I read Adam Brookes’s first book in this series Night Heron when it was released four years ago. I thoroughly enjoyed the main character journalist Phillip Mangan’s introduction into the skills of tradecraft. He is the anti-Bourne. He doesn’t kick or shoot his way out of trouble; he knows how to read people and as his superiors say, he’s “a natural!” The humanity has been stripped away from many of the characters in the spy novels I read, but Brookes has written a realistic character who has only gotten better as the series has gone on.

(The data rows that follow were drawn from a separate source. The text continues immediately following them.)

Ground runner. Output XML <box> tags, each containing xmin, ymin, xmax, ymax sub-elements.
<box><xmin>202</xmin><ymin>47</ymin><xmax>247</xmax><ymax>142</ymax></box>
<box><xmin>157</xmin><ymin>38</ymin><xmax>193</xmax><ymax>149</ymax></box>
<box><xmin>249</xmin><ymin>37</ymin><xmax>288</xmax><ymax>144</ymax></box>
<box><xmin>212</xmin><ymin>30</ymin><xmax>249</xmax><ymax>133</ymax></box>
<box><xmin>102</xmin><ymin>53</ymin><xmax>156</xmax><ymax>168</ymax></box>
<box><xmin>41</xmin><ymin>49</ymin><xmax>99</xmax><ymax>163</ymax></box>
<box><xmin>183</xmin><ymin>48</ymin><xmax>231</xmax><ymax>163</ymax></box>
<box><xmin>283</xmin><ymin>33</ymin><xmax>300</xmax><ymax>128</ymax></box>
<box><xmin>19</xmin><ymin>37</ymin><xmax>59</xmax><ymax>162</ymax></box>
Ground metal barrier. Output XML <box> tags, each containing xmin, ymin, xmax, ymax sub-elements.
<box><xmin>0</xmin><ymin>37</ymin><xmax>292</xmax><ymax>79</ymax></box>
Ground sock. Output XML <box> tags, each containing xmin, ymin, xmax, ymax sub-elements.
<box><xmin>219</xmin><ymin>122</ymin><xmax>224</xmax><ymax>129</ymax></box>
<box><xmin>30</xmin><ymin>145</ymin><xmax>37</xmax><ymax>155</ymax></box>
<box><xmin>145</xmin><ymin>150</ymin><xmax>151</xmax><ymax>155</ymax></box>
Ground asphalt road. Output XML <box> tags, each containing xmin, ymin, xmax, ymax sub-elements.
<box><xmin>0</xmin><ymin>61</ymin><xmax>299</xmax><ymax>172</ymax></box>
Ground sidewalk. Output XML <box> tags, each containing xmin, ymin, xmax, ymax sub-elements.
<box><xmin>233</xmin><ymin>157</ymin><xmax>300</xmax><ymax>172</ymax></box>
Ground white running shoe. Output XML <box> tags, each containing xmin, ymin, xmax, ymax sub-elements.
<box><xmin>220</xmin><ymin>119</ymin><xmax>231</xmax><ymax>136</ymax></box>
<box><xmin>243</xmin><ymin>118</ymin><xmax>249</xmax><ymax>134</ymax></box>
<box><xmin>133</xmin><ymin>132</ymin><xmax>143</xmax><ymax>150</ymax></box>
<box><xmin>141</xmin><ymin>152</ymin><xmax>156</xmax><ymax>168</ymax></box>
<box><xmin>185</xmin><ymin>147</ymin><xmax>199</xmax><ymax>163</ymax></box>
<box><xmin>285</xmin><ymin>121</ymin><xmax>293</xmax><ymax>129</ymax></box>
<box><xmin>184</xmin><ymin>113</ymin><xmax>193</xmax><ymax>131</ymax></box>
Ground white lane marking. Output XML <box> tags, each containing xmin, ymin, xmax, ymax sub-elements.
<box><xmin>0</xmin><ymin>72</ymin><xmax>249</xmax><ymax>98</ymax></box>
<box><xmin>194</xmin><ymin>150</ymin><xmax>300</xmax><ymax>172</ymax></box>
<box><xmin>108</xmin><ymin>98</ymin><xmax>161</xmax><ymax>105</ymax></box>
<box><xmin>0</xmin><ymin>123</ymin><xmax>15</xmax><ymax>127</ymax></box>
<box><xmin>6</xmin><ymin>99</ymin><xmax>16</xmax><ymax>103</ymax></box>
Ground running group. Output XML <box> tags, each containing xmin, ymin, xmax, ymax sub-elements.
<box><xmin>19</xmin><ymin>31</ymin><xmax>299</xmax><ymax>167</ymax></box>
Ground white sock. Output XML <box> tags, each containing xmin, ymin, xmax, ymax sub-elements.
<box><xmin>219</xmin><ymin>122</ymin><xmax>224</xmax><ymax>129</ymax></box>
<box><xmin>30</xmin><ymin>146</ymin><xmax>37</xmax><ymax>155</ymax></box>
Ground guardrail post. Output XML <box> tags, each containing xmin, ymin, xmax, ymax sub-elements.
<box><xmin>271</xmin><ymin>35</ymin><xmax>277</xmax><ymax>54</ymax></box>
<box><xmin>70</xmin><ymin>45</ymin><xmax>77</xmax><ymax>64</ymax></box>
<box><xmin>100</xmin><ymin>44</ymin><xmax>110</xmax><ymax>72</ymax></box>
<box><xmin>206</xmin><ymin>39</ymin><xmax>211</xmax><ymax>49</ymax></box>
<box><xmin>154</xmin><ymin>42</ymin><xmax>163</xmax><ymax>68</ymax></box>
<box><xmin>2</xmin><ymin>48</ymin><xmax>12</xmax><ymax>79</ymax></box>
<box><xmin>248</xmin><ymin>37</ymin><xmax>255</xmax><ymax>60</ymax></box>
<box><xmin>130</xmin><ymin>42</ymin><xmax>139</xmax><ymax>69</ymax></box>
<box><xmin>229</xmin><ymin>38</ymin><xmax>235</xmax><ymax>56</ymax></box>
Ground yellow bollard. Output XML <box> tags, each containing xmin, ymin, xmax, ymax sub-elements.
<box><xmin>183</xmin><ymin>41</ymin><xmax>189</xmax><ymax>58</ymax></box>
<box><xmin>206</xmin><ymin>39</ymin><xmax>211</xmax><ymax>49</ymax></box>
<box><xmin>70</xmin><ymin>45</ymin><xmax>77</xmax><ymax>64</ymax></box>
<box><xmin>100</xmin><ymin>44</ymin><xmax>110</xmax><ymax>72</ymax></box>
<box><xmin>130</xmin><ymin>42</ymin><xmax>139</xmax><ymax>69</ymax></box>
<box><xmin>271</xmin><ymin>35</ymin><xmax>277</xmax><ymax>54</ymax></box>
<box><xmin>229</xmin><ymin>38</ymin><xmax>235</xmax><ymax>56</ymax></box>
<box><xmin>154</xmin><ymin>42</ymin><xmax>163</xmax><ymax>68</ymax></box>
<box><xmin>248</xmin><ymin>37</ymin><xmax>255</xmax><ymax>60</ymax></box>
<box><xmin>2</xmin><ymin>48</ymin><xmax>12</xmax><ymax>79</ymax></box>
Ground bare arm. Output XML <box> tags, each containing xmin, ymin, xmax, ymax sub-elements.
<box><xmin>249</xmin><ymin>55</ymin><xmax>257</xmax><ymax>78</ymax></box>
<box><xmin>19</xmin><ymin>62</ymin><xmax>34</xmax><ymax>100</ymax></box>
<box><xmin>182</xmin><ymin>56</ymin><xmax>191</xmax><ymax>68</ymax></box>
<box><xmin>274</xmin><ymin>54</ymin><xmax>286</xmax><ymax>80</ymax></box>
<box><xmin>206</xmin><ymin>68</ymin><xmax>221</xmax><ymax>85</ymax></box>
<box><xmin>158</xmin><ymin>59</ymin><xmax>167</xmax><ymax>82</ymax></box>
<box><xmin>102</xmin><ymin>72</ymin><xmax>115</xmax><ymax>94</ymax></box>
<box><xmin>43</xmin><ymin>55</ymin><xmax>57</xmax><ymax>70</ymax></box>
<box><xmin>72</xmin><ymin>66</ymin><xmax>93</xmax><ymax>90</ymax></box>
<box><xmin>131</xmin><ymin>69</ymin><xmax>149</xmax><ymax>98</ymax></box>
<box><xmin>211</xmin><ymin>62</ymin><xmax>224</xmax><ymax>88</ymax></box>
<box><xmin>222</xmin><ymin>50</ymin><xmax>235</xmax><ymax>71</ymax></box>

The Spy’s Daughter picks up where the second book Spy Games left off. Mangan is seemingly off the grid in Thailand, but the world of espionage continues to plot around him and he is quickly flushed out of hiding and back into the game. In the DC area, a high-level American intelligence officer with ties to China has died of an apparent suicide, a first-generation genius Chinese-American college student is eyed by the defense industry, and Mangan’s former handler Trish Patterson has been relocated to take some time off after her last assignment. The threads become intertwined and the reader is left trying to figure out how it will all work out.
I frequently recommend this series to friends who read spy novels. The Spy’s Daughter could definitely be read as a stand-alone, but starting the series at the beginning would be the way to go.
4 out of 5 stars
Thank you very much to NetGalley, Redhook Books, and the Mr. Brookes for providing the advanced copy for this review.